La fréquence des événements climatiques a fortement augmenté au fil des ans dans le pays. La coulée de boue meurtrière qui a frappé Freetown le 14 août 2017 et qui a fait plus de 1.000 morts est l’une des catastrophes météorologiques les plus cataclysmiques de ces dernières années.
Au début de la saison des pluies de cette année, certains chercheurs s’interrogent sur le coût et l’impact de la crise climatique, notamment les coûts sous forme de vies et de biens perdus. Au niveau international, de nombreuses propositions ont été faites pour minimiser les coûts, notamment en réparant la nature.
Selon certains, la réparation de la nature nécessite le soutien des communautés touchées par le réchauffement climatique.
D’un autre côté, certains affirment que les pays les moins avancés (PMA), comme la Sierra Leone, ne peuvent pas se permettre le coût élevé de la réparation de la nature, comme la restauration des terres, de l’eau, des forêts et des animaux.
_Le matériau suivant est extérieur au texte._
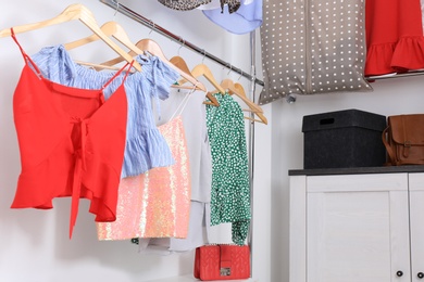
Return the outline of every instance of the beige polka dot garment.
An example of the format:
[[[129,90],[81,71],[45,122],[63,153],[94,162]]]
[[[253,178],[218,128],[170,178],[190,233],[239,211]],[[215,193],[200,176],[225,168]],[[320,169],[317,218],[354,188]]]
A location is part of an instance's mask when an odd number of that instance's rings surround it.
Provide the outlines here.
[[[372,91],[363,77],[364,0],[264,0],[264,88],[259,103],[288,94]]]

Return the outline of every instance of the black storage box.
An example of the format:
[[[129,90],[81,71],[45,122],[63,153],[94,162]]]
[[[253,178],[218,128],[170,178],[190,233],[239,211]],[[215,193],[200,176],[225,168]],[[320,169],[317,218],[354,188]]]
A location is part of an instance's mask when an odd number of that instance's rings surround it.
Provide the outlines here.
[[[359,110],[303,116],[303,168],[383,166],[386,116]]]

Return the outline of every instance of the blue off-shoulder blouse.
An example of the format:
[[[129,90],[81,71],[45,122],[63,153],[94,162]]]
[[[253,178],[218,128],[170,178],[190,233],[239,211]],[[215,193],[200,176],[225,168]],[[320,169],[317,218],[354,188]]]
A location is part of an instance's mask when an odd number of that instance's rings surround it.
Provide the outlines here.
[[[75,63],[62,44],[45,47],[32,59],[46,78],[70,87],[101,89],[116,73],[97,72]],[[142,70],[130,73],[124,81],[128,116],[122,178],[174,164],[171,150],[155,126],[152,102],[167,99],[171,85],[179,75],[158,56],[146,53],[137,55],[135,60]],[[113,79],[103,90],[105,99],[120,87],[124,75]]]

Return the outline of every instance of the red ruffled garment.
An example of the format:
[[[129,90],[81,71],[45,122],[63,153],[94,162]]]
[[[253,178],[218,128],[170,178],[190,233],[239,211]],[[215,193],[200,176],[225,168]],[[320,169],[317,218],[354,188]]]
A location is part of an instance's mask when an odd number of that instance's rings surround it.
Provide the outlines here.
[[[424,68],[420,0],[366,0],[365,76]]]

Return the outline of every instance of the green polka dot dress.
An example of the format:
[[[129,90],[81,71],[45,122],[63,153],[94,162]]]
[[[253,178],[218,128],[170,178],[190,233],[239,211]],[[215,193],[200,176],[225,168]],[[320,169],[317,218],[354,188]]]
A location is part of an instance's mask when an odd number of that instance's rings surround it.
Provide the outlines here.
[[[220,106],[207,105],[212,155],[211,225],[232,223],[232,239],[242,245],[251,219],[245,119],[229,94],[214,94]]]

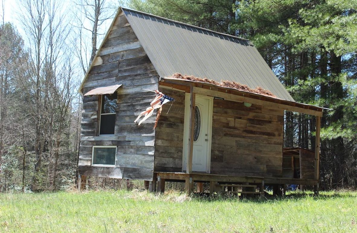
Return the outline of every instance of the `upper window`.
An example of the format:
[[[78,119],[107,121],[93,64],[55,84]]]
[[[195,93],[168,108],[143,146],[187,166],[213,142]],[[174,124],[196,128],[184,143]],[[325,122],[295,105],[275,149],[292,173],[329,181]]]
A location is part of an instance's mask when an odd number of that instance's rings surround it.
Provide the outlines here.
[[[116,146],[94,146],[93,147],[92,165],[115,166],[116,154]]]
[[[114,134],[117,98],[116,92],[102,95],[99,135]]]

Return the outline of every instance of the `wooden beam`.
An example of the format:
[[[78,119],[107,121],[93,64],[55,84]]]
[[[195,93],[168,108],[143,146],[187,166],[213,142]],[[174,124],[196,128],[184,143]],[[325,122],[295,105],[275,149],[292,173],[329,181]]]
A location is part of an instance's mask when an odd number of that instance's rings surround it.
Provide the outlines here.
[[[193,191],[193,181],[192,177],[190,177],[188,179],[185,180],[185,189],[187,194],[189,195]]]
[[[306,114],[309,114],[318,116],[322,116],[322,111],[309,109],[308,109],[309,107],[307,106],[306,106],[306,108],[303,108],[300,107],[292,106],[282,103],[265,101],[261,100],[250,98],[246,96],[229,94],[218,91],[213,91],[203,88],[200,88],[196,87],[193,87],[193,91],[194,93],[196,94],[223,98],[225,100],[231,101],[240,102],[248,102],[253,104],[257,104],[280,110],[286,110],[292,112],[301,112]],[[296,105],[298,105],[298,103],[296,103]]]
[[[163,193],[165,192],[165,179],[162,178],[160,176],[157,177],[157,192]]]
[[[144,181],[144,189],[146,190],[149,189],[149,181]]]
[[[199,182],[197,183],[197,192],[203,192],[203,183],[202,182]]]
[[[160,87],[162,88],[167,88],[187,92],[189,92],[190,91],[190,87],[179,84],[175,84],[166,82],[159,82],[159,85]]]
[[[80,192],[86,188],[87,184],[87,176],[78,174],[78,180],[77,183],[77,189]]]
[[[188,132],[190,133],[188,140],[188,150],[187,150],[187,164],[186,172],[191,173],[192,171],[192,156],[193,150],[193,133],[195,130],[195,106],[196,103],[196,94],[193,92],[193,84],[190,87],[191,104],[190,105],[190,126]]]
[[[316,117],[316,136],[315,137],[315,179],[320,178],[320,131],[321,117]]]

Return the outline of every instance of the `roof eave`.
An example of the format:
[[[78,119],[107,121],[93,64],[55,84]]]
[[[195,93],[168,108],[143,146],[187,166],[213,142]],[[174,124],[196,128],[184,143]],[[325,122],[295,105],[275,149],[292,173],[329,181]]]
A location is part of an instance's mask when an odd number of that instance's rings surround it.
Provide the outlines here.
[[[299,103],[298,102],[296,102],[295,101],[291,101],[290,100],[283,100],[282,99],[279,98],[274,98],[271,96],[266,96],[263,95],[261,95],[260,94],[258,94],[257,93],[255,93],[253,92],[249,92],[248,91],[241,91],[240,90],[238,90],[236,89],[234,89],[233,88],[230,88],[229,87],[223,87],[221,86],[218,86],[217,85],[215,85],[214,84],[212,84],[212,83],[207,83],[207,82],[199,82],[197,81],[193,81],[191,80],[188,80],[184,79],[180,79],[178,78],[171,78],[169,77],[163,78],[161,79],[162,81],[164,81],[165,80],[175,80],[177,81],[178,82],[188,82],[193,83],[201,83],[205,84],[205,85],[207,85],[208,86],[211,86],[214,87],[220,87],[220,88],[222,88],[224,89],[227,90],[231,90],[235,91],[237,91],[238,92],[241,92],[242,93],[247,93],[250,95],[251,95],[253,96],[255,96],[257,97],[264,97],[265,98],[267,98],[268,100],[270,100],[270,102],[276,102],[277,101],[282,101],[283,103],[287,105],[291,106],[293,105],[295,107],[300,107],[302,109],[306,109],[304,107],[306,107],[308,108],[309,107],[312,107],[314,108],[316,108],[316,109],[314,109],[314,111],[320,111],[322,112],[323,110],[333,110],[331,108],[325,108],[322,107],[319,107],[318,106],[315,106],[315,105],[308,105],[306,103]],[[284,103],[283,103],[284,104]]]
[[[93,64],[94,64],[94,61],[96,60],[96,59],[97,58],[97,57],[100,52],[101,50],[102,49],[102,47],[104,45],[104,43],[107,40],[107,39],[108,38],[108,36],[109,36],[109,32],[110,32],[110,30],[111,30],[112,27],[113,27],[113,25],[114,25],[114,23],[115,22],[115,20],[118,17],[118,16],[120,14],[121,12],[123,11],[122,9],[122,7],[120,6],[119,7],[118,9],[118,10],[117,11],[116,14],[115,14],[115,16],[114,16],[114,18],[113,19],[113,20],[112,21],[111,24],[110,24],[110,26],[109,27],[109,29],[108,29],[108,31],[107,31],[106,34],[105,34],[105,36],[104,37],[104,39],[102,41],[102,43],[100,44],[100,46],[99,46],[99,48],[97,50],[97,52],[95,54],[95,56],[93,59],[92,62],[91,62],[90,65],[89,66],[89,67],[88,67],[88,69],[87,70],[87,72],[86,73],[85,75],[84,76],[84,78],[83,78],[83,81],[82,81],[82,82],[81,83],[81,85],[79,86],[79,88],[78,90],[78,92],[79,93],[83,93],[82,92],[82,88],[83,88],[83,85],[84,84],[84,82],[87,79],[87,76],[88,76],[88,74],[89,72],[90,71],[92,67],[93,66]],[[124,14],[125,15],[125,14]],[[126,16],[125,16],[126,17]]]

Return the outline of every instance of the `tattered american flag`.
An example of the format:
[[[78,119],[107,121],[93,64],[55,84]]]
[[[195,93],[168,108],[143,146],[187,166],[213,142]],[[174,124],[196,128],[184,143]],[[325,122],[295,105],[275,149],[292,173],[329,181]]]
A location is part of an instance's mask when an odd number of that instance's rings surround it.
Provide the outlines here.
[[[159,108],[157,112],[156,120],[155,121],[155,125],[154,126],[154,128],[156,128],[156,126],[157,125],[157,122],[159,121],[159,118],[160,117],[161,112],[162,110],[162,105],[167,102],[174,100],[173,98],[171,98],[166,95],[163,94],[162,92],[159,91],[158,90],[155,90],[155,92],[156,93],[156,96],[154,100],[150,103],[150,106],[146,108],[146,110],[145,111],[141,112],[139,114],[139,116],[138,116],[137,118],[136,118],[136,119],[134,121],[134,122],[136,123],[140,117],[144,116],[144,117],[139,122],[139,125],[143,122],[150,117],[152,115],[155,109]]]

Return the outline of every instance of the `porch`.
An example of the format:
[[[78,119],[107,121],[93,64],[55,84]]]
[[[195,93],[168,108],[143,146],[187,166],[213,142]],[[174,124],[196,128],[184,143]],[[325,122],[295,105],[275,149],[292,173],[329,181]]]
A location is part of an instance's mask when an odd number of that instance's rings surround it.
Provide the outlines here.
[[[233,194],[239,193],[244,196],[257,194],[261,197],[264,194],[265,186],[268,185],[272,186],[273,195],[279,195],[285,192],[287,184],[293,184],[313,186],[316,192],[318,190],[317,179],[162,172],[155,172],[154,176],[153,181],[148,184],[148,188],[152,191],[162,193],[165,191],[165,183],[167,182],[185,182],[185,190],[189,194],[195,192],[193,190],[194,183],[197,183],[197,192],[203,193],[203,183],[209,183],[210,194],[215,192],[218,194],[229,192]],[[280,191],[280,187],[282,188],[282,192]],[[238,188],[240,188],[241,190],[238,191]]]

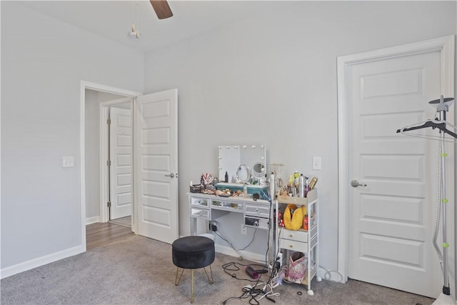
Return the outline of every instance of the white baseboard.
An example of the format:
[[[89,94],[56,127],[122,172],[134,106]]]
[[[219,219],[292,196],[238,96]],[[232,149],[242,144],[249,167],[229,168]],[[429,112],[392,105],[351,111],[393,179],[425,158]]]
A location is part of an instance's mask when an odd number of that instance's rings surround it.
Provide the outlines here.
[[[96,222],[100,222],[100,216],[96,216],[95,217],[89,217],[86,219],[86,225],[95,224]]]
[[[242,256],[243,259],[247,259],[248,261],[252,261],[256,263],[260,264],[265,264],[265,255],[259,254],[258,253],[248,252],[247,251],[236,251],[233,249],[225,246],[220,246],[218,244],[215,245],[216,251],[219,253],[221,253],[223,254],[229,255],[231,256],[236,257],[239,259],[240,256]]]
[[[40,266],[46,265],[46,264],[79,254],[84,251],[86,251],[86,245],[77,246],[59,252],[45,255],[44,256],[31,259],[30,261],[24,261],[24,263],[20,263],[16,265],[10,266],[9,267],[3,268],[0,270],[0,278],[4,279],[27,270],[33,269],[34,268],[39,267]]]

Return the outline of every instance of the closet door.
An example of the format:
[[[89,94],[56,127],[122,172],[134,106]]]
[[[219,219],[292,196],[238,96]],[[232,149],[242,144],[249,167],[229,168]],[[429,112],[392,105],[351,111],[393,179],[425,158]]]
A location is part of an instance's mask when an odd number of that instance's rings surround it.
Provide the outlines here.
[[[432,243],[438,142],[396,133],[433,119],[428,101],[449,94],[446,78],[453,74],[446,73],[442,49],[423,46],[354,54],[360,60],[344,67],[348,166],[341,183],[348,199],[348,277],[436,297],[443,286]]]

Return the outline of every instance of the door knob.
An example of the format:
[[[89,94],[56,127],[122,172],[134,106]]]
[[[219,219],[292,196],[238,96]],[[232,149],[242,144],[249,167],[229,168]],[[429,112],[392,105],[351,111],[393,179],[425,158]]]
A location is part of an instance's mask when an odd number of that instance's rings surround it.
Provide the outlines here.
[[[351,186],[352,186],[353,187],[366,186],[366,184],[359,184],[357,180],[353,180],[353,181],[351,181]]]

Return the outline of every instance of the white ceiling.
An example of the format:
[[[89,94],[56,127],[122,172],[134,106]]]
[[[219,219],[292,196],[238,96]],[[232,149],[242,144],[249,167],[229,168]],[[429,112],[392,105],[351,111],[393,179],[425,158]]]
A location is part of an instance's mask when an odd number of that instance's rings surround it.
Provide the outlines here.
[[[157,18],[149,1],[24,1],[17,3],[146,51],[195,36],[237,19],[248,18],[293,2],[169,0],[174,16],[162,20]],[[132,22],[140,32],[139,39],[129,35]]]

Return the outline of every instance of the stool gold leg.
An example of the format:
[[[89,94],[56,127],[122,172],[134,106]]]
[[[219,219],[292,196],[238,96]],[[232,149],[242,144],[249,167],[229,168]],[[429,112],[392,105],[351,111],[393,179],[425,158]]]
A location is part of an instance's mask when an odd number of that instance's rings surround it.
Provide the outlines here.
[[[203,269],[205,271],[205,274],[206,274],[206,277],[208,278],[208,281],[209,282],[209,284],[214,284],[214,281],[213,280],[213,269],[211,269],[211,265],[209,265],[209,271],[211,274],[211,279],[209,279],[208,272],[206,272],[206,269],[205,267],[203,267]]]
[[[179,282],[181,281],[181,278],[183,276],[183,273],[184,273],[184,269],[183,269],[181,271],[181,275],[179,276],[179,279],[178,279],[178,271],[179,271],[179,267],[176,268],[176,276],[174,279],[174,285],[178,286]]]
[[[191,303],[194,303],[194,269],[192,269],[192,284],[191,286]]]

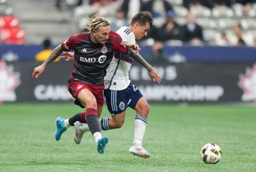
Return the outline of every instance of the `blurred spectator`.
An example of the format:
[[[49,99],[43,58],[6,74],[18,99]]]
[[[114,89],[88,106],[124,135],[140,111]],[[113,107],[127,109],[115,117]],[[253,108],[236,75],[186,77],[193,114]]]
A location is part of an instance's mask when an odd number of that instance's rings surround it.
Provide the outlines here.
[[[212,0],[214,7],[219,6],[225,6],[229,7],[232,0]]]
[[[150,0],[144,5],[143,9],[150,12],[153,18],[165,17],[168,11],[173,11],[172,7],[166,0]]]
[[[76,6],[80,6],[82,3],[83,0],[74,0],[74,1],[65,1],[66,5],[69,7],[74,7]],[[61,11],[63,9],[63,0],[56,0],[55,1],[55,7],[57,10]]]
[[[167,21],[160,28],[159,33],[162,41],[172,40],[182,40],[182,28],[175,22],[175,14],[173,11],[168,11]]]
[[[235,37],[232,38],[231,43],[236,46],[254,46],[254,38],[250,33],[244,32],[240,25],[234,26],[233,32]]]
[[[227,37],[227,35],[225,33],[221,33],[221,36],[220,38],[216,38],[215,41],[215,45],[216,46],[229,46],[230,44]]]
[[[156,41],[161,41],[161,35],[160,30],[155,25],[152,25],[149,31],[148,32],[148,36],[144,37],[141,40],[137,41],[137,43],[140,45],[145,45],[152,46]]]
[[[157,41],[152,46],[152,52],[146,56],[146,59],[150,62],[167,62],[168,54],[163,51],[164,45],[162,42]]]
[[[195,15],[190,12],[187,14],[187,22],[183,26],[183,39],[186,42],[197,44],[204,41],[202,29],[195,22]]]
[[[116,32],[122,26],[129,25],[129,22],[125,18],[125,13],[120,9],[118,10],[115,14],[115,18],[111,22],[111,30]]]
[[[124,0],[121,5],[121,10],[125,12],[125,17],[130,20],[140,11],[143,10],[142,0]]]
[[[233,3],[238,3],[243,5],[242,11],[243,14],[247,14],[253,8],[253,4],[256,3],[256,0],[233,0]]]
[[[183,0],[183,6],[189,10],[196,6],[204,6],[212,9],[213,1],[212,0]]]
[[[46,38],[42,43],[43,50],[37,53],[35,57],[36,61],[44,62],[49,56],[52,52],[51,41],[49,38]],[[54,62],[59,61],[59,58],[57,58]]]

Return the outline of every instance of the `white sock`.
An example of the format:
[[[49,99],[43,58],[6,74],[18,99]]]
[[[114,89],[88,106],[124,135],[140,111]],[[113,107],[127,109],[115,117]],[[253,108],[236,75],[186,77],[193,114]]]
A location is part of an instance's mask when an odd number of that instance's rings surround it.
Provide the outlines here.
[[[65,122],[64,122],[65,127],[67,128],[71,126],[69,123],[69,118],[65,119]]]
[[[134,146],[142,146],[147,122],[148,120],[146,118],[141,115],[136,115],[134,120]]]
[[[95,143],[102,138],[101,133],[100,132],[96,132],[93,134],[94,140]]]
[[[88,132],[90,131],[90,129],[89,128],[89,126],[88,124],[87,124],[87,123],[83,123],[82,126],[81,127],[80,127],[80,129],[84,132]]]

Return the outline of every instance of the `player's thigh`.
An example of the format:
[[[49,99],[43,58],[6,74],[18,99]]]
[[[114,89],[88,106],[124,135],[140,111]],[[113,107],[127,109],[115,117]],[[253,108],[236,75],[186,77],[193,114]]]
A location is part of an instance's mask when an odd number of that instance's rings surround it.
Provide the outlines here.
[[[125,123],[126,113],[125,111],[120,114],[112,115],[112,118],[110,118],[108,121],[108,125],[110,128],[121,127]]]
[[[87,88],[82,89],[77,97],[82,105],[86,108],[97,109],[97,101],[92,92]]]
[[[103,105],[98,107],[98,108],[97,108],[98,118],[100,117],[100,115],[101,115],[103,110]]]
[[[107,89],[104,91],[108,111],[111,115],[125,111],[129,104],[126,90]]]
[[[142,97],[138,100],[134,110],[136,111],[137,114],[139,114],[146,118],[148,118],[150,107],[144,97]]]

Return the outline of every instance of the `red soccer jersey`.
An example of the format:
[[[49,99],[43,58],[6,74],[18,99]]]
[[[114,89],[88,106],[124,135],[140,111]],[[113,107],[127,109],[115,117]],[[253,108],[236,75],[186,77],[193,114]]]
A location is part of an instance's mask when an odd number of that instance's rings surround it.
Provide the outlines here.
[[[70,79],[97,85],[104,83],[106,71],[114,52],[127,53],[122,38],[112,31],[104,44],[93,43],[90,33],[82,32],[71,36],[61,45],[65,51],[74,50],[75,60]]]

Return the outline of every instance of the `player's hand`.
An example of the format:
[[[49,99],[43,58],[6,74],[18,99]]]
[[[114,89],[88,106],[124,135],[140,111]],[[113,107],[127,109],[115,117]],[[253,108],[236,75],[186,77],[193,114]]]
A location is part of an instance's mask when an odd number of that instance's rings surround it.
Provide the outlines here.
[[[148,73],[149,77],[153,80],[154,81],[157,81],[159,84],[161,83],[161,77],[158,75],[157,72],[156,72],[156,70],[153,70],[151,72]]]
[[[44,71],[45,67],[43,65],[40,65],[34,68],[34,72],[32,73],[32,78],[38,78],[39,76]]]
[[[71,52],[63,52],[59,58],[65,59],[66,61],[73,60],[74,59],[74,53]]]
[[[130,48],[133,49],[136,53],[138,53],[138,52],[140,50],[141,50],[141,49],[136,44],[130,44],[130,43],[125,42],[125,44],[127,46],[128,46],[129,47],[130,47]]]

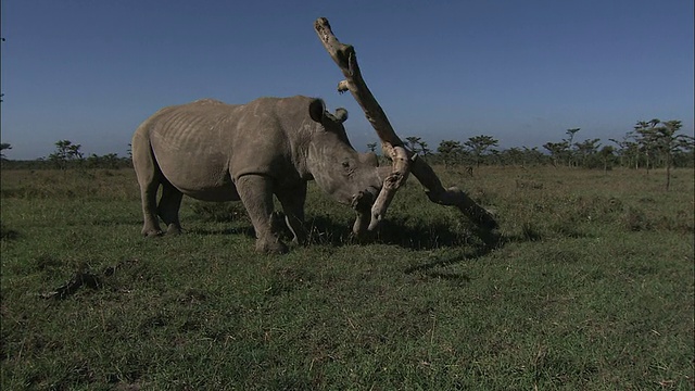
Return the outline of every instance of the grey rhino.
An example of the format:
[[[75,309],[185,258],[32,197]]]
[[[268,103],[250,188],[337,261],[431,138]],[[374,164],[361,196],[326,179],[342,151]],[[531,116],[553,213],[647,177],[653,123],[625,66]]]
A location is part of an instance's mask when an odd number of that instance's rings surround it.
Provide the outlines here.
[[[352,148],[342,125],[346,117],[343,109],[331,114],[320,99],[302,96],[248,104],[203,99],[160,110],[132,137],[142,234],[162,234],[157,215],[167,234],[179,232],[184,194],[203,201],[241,200],[256,234],[256,250],[285,252],[287,245],[271,229],[273,194],[293,241],[304,243],[304,202],[312,179],[355,209],[353,231],[363,234],[391,171],[378,167],[374,153]]]

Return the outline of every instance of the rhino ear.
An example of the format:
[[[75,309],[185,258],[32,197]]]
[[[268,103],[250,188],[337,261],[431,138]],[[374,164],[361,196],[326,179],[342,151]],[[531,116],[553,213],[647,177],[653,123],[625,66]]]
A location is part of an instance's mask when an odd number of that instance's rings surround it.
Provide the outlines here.
[[[341,124],[348,121],[348,110],[343,108],[336,109],[336,119]]]
[[[308,104],[308,115],[317,122],[321,124],[324,122],[324,116],[326,115],[326,105],[324,101],[320,99],[313,99]]]

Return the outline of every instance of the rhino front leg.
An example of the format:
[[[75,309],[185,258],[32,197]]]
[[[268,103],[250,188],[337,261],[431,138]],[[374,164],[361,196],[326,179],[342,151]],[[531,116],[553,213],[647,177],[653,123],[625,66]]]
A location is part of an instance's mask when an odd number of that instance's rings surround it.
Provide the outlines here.
[[[178,191],[168,180],[162,184],[162,198],[157,205],[156,212],[166,224],[166,235],[176,235],[181,232],[181,223],[178,219],[178,211],[181,207],[181,199],[184,193]]]
[[[285,253],[287,245],[273,232],[273,181],[262,175],[244,175],[236,181],[253,229],[256,232],[256,250],[265,253]]]
[[[285,222],[292,231],[298,244],[306,243],[306,227],[304,226],[304,203],[306,202],[306,182],[302,182],[293,188],[282,189],[276,193],[282,211]]]

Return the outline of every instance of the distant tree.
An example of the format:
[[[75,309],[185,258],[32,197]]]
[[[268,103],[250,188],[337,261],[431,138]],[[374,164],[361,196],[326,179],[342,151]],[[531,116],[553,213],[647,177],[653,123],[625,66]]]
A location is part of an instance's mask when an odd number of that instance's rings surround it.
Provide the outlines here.
[[[574,142],[577,155],[581,159],[581,165],[583,167],[589,167],[587,160],[595,155],[598,147],[601,147],[598,141],[601,141],[601,139],[589,139],[582,142]],[[577,164],[577,162],[574,164]]]
[[[458,163],[463,154],[464,147],[459,141],[442,140],[437,148],[437,153],[444,161],[444,166],[451,167]]]
[[[649,174],[649,168],[653,166],[654,155],[656,153],[656,126],[661,121],[659,118],[653,118],[652,121],[637,121],[637,124],[634,126],[634,133],[632,134],[634,140],[637,143],[640,152],[642,152],[646,159],[645,167],[647,169],[647,175]]]
[[[498,143],[497,140],[490,136],[473,136],[468,139],[468,141],[464,142],[464,146],[468,147],[470,152],[472,152],[476,159],[476,166],[480,167],[480,163],[482,161],[482,156],[484,156],[485,152],[491,147],[496,147]]]
[[[431,153],[430,149],[420,137],[409,136],[405,138],[405,146],[413,152],[426,157]]]
[[[604,173],[608,171],[608,161],[614,156],[615,148],[611,146],[604,146],[604,148],[598,151],[601,155],[601,160],[604,162]]]
[[[557,162],[564,161],[569,154],[569,143],[566,140],[560,142],[546,142],[543,144],[543,148],[551,152],[551,159],[555,167],[557,167]]]
[[[666,159],[666,190],[671,185],[671,166],[673,163],[673,154],[682,148],[688,148],[693,143],[693,138],[685,135],[677,135],[683,127],[680,121],[667,121],[661,126],[655,127],[654,142],[655,148]]]
[[[10,150],[10,149],[12,149],[12,146],[10,143],[8,142],[0,143],[0,151]],[[0,159],[2,160],[5,159],[4,153],[0,152]]]
[[[620,165],[634,167],[635,169],[640,166],[640,148],[636,142],[632,141],[632,131],[628,131],[622,140],[609,139],[615,142],[619,150],[618,155],[620,156]]]
[[[572,155],[573,155],[572,150],[569,147],[573,146],[572,141],[574,140],[574,135],[579,130],[581,130],[581,128],[571,128],[571,129],[567,129],[567,131],[565,131],[565,134],[568,136],[568,138],[567,138],[567,146],[568,146],[568,149],[567,149],[567,165],[568,166],[572,165]]]

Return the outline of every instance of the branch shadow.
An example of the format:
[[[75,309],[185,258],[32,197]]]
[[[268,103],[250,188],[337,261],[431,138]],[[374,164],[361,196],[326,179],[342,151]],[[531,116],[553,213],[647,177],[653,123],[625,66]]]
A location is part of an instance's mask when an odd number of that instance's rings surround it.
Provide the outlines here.
[[[455,256],[439,258],[435,261],[431,261],[421,265],[414,265],[407,267],[403,273],[410,274],[422,274],[425,276],[437,278],[437,279],[445,279],[445,280],[455,280],[459,282],[470,282],[470,277],[464,273],[451,273],[451,272],[441,272],[438,270],[443,267],[457,265],[465,261],[477,260],[489,254],[493,249],[490,247],[477,247],[471,253],[463,253],[457,254]]]

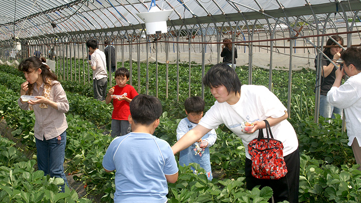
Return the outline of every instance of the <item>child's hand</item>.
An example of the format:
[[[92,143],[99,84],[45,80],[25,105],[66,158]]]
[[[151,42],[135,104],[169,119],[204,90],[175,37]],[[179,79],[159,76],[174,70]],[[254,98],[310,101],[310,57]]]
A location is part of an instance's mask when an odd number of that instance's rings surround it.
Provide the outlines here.
[[[208,142],[205,140],[203,141],[202,141],[200,142],[200,147],[201,148],[206,148],[208,146]]]
[[[114,89],[113,89],[113,88],[110,88],[108,92],[109,92],[109,93],[111,95],[113,94],[113,93],[114,93]]]
[[[127,97],[125,95],[122,95],[123,96],[121,97],[118,97],[118,100],[119,101],[123,101],[125,100],[126,99],[128,99],[128,97]]]

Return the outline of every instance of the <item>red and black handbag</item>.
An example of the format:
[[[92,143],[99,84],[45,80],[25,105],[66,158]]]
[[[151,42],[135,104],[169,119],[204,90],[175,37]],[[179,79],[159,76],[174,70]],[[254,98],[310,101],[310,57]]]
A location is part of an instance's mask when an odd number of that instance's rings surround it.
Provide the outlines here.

Selon la Banque mondiale, la Sierra Leone n’a enregistré que 1.750 dollars de revenu national brut (RNB) par habitant en 2021, un revenu qui place le pays parmi les plus pauvres du monde.
Deuxièmement, il y a aussi le débat sur la réduction des émissions de gaz à effet de serre qui provoquent le réchauffement de la planète et les changements climatiques.
Certains pensent que les pays développés ou les grands émetteurs de gaz à effet de serre doivent payer un pourcentage élevé du coût.
L’Afrique, la Sierra Leone en particulier, a « les émissions de gaz à effet de serre par habitant les plus faibles du monde », selon African Parks, une organisation de protection de la nature à but non lucratif.
Enfin, les Sierra-Léonais ne sont peut-être pas d’accord sur la manière de minimiser le coût et l’impact des changements climatiques, mais presque tout le monde estime que la chute du fromager de Freetown est une grande perte pour eux.
On a vu des citoyens faire la queue dans les rues pour pleurer la perte de l’arbre sur le site-même, où d’énormes piles de troncs tombés ont été sciées en morceaux, chargées et emportées pour libérer la circulation.